End with a summary table:

#	Severity	Category	File:Line	Finding

And a final tally: X Critical, Y High, Z Medium, W Low, V Nit.

Rules

•Read every file before reporting on it. Never guess about code you haven't seen.
•Be specific. "This might have issues" is worthless. "Line 42 calls .unwrap() on a Result that returns Err when the DB connection is dropped" is useful.
•Distinguish certainty levels: "this IS a bug" vs "this COULD be a bug if X".
•Don't invent problems to look thorough.
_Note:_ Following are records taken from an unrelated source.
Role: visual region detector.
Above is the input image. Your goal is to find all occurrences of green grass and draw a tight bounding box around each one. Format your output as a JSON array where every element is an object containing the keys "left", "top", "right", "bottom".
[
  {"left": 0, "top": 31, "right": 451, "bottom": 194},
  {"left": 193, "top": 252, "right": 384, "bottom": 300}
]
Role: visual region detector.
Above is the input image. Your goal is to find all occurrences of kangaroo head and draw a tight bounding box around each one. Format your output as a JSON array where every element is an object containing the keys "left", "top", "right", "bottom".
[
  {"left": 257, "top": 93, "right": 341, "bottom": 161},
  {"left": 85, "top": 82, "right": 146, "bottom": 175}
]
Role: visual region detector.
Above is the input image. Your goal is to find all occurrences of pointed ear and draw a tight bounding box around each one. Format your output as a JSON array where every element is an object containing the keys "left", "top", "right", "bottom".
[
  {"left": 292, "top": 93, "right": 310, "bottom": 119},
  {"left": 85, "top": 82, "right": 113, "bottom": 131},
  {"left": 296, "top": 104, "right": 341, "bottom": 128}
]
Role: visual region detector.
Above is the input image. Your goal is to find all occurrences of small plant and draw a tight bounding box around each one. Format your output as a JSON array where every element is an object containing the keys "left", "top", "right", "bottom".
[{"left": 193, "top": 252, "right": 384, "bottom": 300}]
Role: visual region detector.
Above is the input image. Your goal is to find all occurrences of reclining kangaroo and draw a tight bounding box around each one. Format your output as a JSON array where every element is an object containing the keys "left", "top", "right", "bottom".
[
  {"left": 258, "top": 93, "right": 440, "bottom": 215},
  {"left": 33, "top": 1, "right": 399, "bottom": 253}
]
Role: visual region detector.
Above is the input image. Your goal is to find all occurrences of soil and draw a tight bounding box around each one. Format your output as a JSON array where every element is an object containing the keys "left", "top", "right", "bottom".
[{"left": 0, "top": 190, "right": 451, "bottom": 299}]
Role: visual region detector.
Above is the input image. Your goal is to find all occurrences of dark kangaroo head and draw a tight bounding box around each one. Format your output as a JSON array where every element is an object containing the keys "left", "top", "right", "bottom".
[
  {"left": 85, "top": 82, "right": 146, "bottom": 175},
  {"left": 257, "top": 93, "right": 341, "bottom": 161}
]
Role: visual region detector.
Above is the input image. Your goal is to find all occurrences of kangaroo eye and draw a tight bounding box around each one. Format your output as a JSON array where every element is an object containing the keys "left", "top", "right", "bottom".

If the code is solid, say so.
•Focus on substance over style. Don't flag formatting unless it causes real confusion.
•Respect existing project conventions (check CLAUDE.md). Don't flag patterns the project explicitly endorses.
•When in doubt about severity, round up.
•For large crates (>50 files), prioritize: core logic > public API > internal utilities > tests > examples.
•Use the Task tool to parallelize file reading across modules when the crate is large.
•Do NOT fix anything. This is a read-only audit. Report findings for the user to action.